Horrible Thoughts Reviews: The Dead Room
- E Claire
- Jan 8, 2019
- 2 min read
Hello fiends, I hope you're all recovered from the terrible excesses of the festive period. Well, I said I'd start doing reviews here a while back but New Year seems like a good place to begin, so let's open with a short seasonal tale before I get stuck into the backlog of other spooky media I want to talk about.
The Dead Room - A Ghost Story for Christmas was this year's entry in BBC4's series of seasonal spookiness, courtesy of writer and director Mark Gatiss. Gatiss seems to have entrenched himself as the channel's go-to for all things horror, having penned a number of previous Christmas Eve ghost stories as well as two excellent documentary series on the history of horror cinema. The Dead Room, which stars the delightful Simon Callow as the aging host of the eponymous radio show, gives Gatiss another chance to wax lyrical about the art of ghost stories, with a cheeky lecture from Callow's snobbishly verbose Aubrey Judd about the rules of "a proper ghost story", blissfully unaware that he is in one.
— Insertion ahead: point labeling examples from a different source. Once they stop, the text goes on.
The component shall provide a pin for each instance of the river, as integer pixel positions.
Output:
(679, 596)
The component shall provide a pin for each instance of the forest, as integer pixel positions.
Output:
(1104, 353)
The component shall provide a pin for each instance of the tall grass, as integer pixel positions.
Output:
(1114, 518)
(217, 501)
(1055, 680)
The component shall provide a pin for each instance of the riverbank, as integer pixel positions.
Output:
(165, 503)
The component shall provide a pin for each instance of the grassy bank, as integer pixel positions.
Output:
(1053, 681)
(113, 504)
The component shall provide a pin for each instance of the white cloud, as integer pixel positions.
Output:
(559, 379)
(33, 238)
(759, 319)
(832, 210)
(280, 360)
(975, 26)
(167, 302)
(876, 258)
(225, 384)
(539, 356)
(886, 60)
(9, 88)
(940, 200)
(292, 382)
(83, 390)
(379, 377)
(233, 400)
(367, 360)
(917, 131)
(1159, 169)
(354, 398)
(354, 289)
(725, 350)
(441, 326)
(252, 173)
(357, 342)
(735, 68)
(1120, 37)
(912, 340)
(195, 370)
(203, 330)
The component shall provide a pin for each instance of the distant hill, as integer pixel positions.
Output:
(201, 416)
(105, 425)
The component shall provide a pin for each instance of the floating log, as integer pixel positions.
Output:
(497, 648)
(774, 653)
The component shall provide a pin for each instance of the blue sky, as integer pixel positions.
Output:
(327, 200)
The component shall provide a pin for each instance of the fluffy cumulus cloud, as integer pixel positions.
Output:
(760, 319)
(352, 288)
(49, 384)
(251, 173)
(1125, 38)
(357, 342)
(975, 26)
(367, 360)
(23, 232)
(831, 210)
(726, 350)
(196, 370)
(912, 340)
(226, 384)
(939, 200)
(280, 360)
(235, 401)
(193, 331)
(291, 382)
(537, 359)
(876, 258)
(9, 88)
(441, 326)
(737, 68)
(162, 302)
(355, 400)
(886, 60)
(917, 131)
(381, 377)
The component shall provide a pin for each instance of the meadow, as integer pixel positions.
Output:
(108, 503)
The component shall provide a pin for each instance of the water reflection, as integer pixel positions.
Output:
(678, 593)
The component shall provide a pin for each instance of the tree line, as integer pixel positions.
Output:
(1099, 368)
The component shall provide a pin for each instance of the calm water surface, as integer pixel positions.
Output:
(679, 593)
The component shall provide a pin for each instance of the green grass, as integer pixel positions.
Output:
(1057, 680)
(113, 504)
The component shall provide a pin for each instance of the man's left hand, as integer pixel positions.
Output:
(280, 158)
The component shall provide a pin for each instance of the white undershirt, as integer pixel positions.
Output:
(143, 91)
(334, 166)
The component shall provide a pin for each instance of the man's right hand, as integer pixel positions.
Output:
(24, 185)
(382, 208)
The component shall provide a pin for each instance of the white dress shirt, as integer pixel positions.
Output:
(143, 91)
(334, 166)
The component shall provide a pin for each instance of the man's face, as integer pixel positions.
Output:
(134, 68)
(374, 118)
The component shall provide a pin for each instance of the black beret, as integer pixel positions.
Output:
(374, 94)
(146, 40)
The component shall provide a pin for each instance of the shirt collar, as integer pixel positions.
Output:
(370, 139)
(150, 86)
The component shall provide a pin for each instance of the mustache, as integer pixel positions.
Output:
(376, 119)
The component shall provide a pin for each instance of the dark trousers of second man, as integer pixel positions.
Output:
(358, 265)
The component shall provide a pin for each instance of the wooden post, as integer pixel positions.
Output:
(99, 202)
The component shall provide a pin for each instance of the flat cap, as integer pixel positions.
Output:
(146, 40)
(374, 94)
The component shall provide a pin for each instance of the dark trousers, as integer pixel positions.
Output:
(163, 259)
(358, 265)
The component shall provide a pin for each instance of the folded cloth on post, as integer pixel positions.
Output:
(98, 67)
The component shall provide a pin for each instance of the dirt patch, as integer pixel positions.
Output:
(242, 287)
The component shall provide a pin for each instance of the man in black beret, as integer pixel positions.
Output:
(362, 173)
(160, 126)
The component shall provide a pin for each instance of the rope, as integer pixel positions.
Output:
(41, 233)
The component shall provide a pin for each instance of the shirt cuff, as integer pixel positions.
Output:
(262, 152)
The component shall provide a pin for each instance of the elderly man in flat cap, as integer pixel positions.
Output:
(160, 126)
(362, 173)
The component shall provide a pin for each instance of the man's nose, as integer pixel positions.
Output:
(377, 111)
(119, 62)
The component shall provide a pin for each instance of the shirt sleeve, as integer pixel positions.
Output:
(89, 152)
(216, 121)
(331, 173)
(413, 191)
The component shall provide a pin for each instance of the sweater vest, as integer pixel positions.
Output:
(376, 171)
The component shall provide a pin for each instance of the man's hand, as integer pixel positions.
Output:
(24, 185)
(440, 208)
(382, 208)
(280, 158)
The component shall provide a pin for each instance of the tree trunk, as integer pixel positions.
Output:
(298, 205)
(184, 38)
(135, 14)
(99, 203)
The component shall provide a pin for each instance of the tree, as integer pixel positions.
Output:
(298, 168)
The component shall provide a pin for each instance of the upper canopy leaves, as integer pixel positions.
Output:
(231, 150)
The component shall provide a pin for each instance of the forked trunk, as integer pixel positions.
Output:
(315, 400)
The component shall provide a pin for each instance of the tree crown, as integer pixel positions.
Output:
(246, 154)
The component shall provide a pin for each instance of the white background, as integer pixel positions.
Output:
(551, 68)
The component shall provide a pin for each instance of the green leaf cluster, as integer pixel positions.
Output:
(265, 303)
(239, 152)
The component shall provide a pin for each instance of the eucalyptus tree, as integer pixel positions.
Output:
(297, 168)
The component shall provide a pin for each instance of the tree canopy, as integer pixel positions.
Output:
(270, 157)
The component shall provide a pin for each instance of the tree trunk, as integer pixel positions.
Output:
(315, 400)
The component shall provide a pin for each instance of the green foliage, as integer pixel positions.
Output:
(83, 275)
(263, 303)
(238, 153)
Unfortunately this isn't nearly as scary as the various tales Aubrey references in his little speech but it's still a nicely atmospheric experience. There's a good build of tension and some excellent characterisation in the first half, I really appreciated the subtle sound design and the slow push into tight close ups as Aubrey lapses into moments of hallucinatory unease. The choice to set the piece in a radio studio is particularly ingenious. With just a subtle change of lighting, this simple set goes from cozily intimate to eerie and lonely, cut off by the sound proofing.
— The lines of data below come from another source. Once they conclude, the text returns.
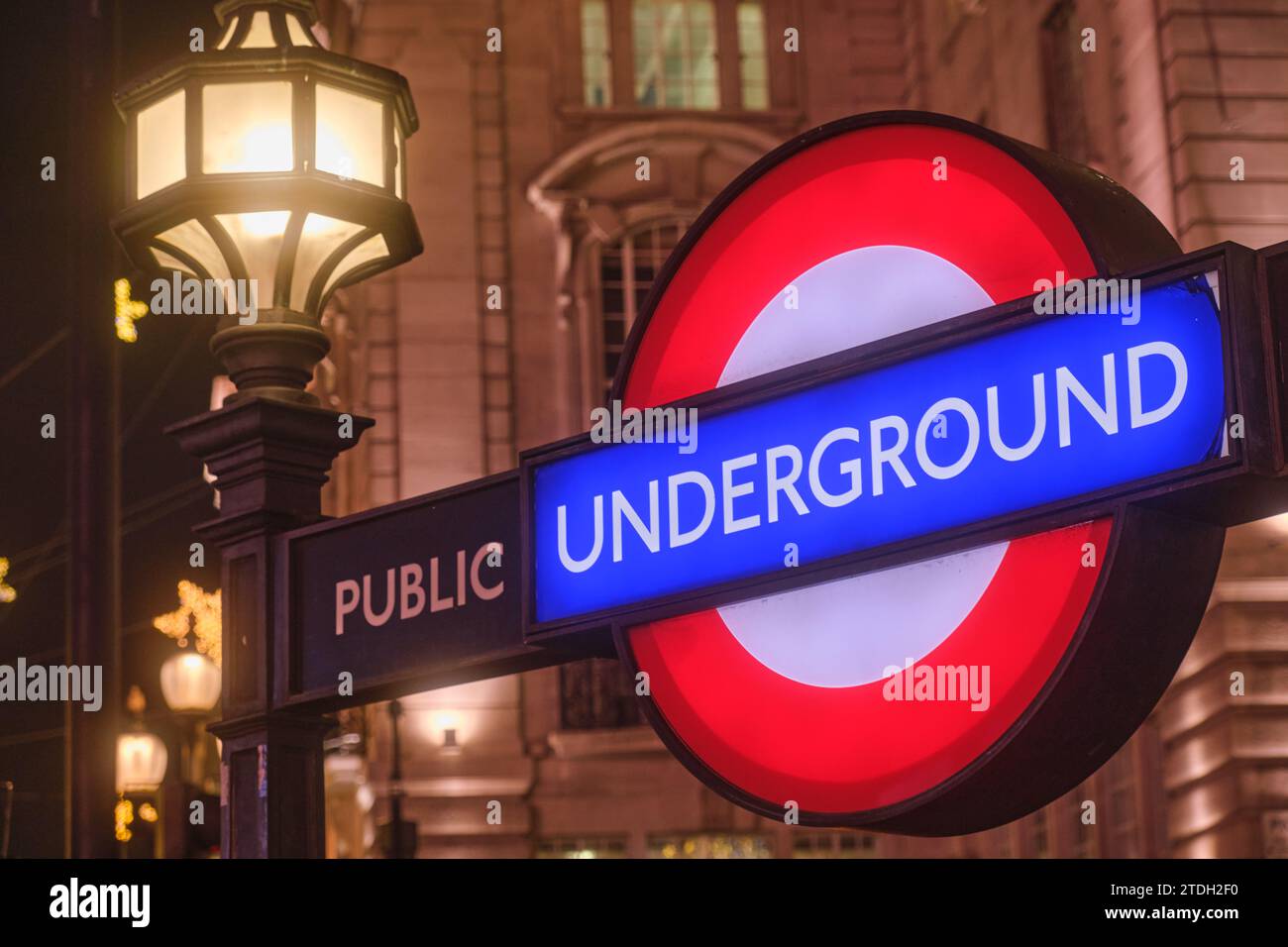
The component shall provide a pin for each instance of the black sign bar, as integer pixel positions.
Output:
(408, 596)
(1239, 483)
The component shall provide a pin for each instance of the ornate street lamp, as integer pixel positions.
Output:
(141, 757)
(268, 158)
(189, 684)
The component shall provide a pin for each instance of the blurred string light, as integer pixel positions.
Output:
(7, 591)
(128, 311)
(200, 615)
(124, 817)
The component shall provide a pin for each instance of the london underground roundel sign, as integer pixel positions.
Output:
(952, 692)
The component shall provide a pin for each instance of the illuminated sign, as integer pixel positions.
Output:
(952, 512)
(1034, 415)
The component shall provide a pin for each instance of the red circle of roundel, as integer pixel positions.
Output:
(848, 749)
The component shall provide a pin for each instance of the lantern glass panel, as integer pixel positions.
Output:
(366, 252)
(246, 127)
(259, 240)
(192, 239)
(141, 761)
(321, 237)
(160, 145)
(189, 682)
(349, 136)
(398, 167)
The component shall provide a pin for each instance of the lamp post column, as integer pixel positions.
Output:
(269, 460)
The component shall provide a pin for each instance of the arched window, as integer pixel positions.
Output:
(627, 268)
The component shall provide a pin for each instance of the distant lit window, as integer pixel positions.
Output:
(675, 53)
(626, 272)
(708, 845)
(752, 59)
(596, 54)
(833, 845)
(593, 847)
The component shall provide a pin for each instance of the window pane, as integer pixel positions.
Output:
(596, 58)
(675, 53)
(752, 65)
(626, 274)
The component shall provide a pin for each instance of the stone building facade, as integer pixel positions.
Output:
(523, 179)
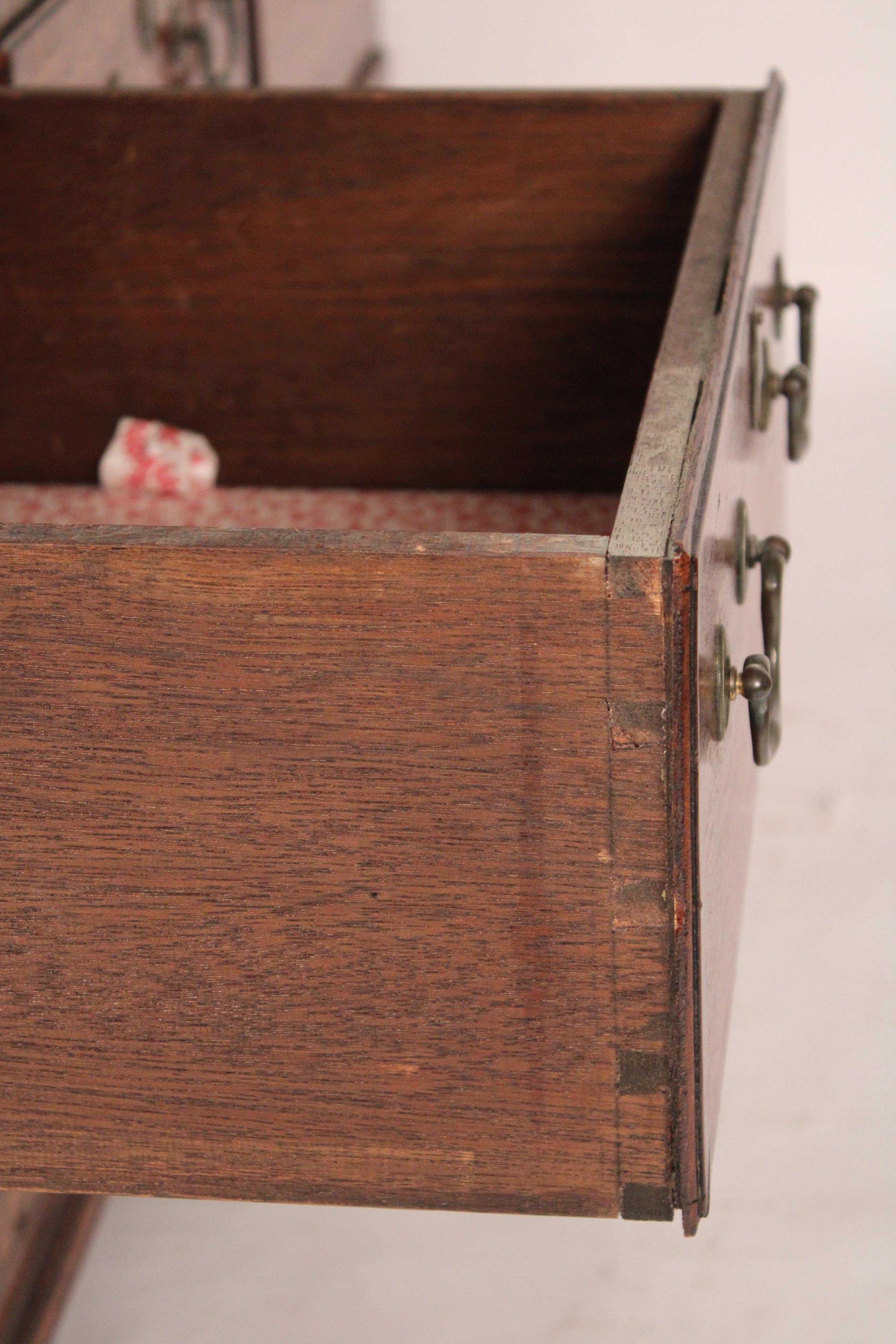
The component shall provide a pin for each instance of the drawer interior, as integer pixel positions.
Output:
(367, 292)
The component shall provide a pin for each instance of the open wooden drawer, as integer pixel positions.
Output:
(373, 866)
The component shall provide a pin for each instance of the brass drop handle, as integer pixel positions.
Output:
(805, 299)
(766, 385)
(755, 683)
(796, 385)
(759, 682)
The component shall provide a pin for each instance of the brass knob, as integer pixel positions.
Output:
(754, 683)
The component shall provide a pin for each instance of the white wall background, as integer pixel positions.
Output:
(801, 1242)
And what of the terrible past haunting poor pompous Aubrey? Well, that would be telling, but suffice it to say that I definitely have a soft spot for queer horror stories and this gives a nice, if somewhat predictable twist, on one of my favourite tropes: the supernatural horror born of bigotry. Besides that, I never thought I'd hear "S-s-s Single Bed" by Fox, an utterly bonkers British disco track, in a ghost story but it's a perfect choice for a back-story in the heat wave of 1976.
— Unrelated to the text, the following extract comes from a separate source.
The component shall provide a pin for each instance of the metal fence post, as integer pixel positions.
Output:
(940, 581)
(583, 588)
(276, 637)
Honestly the only thing that really lets this story down is a rather weak ending shock, but if you're in the mood for 30 minutes of atmospheric character-driven creeps, and a genuinely affecting performance from Simon Callow, you could do a lot worse than check this one out. It's on iPlayer for another 15 days at the time of writing and isn't directly linked to Christmas, despite the time of its initial broadcast.
Three-and-a-half haunted radio stations out of five.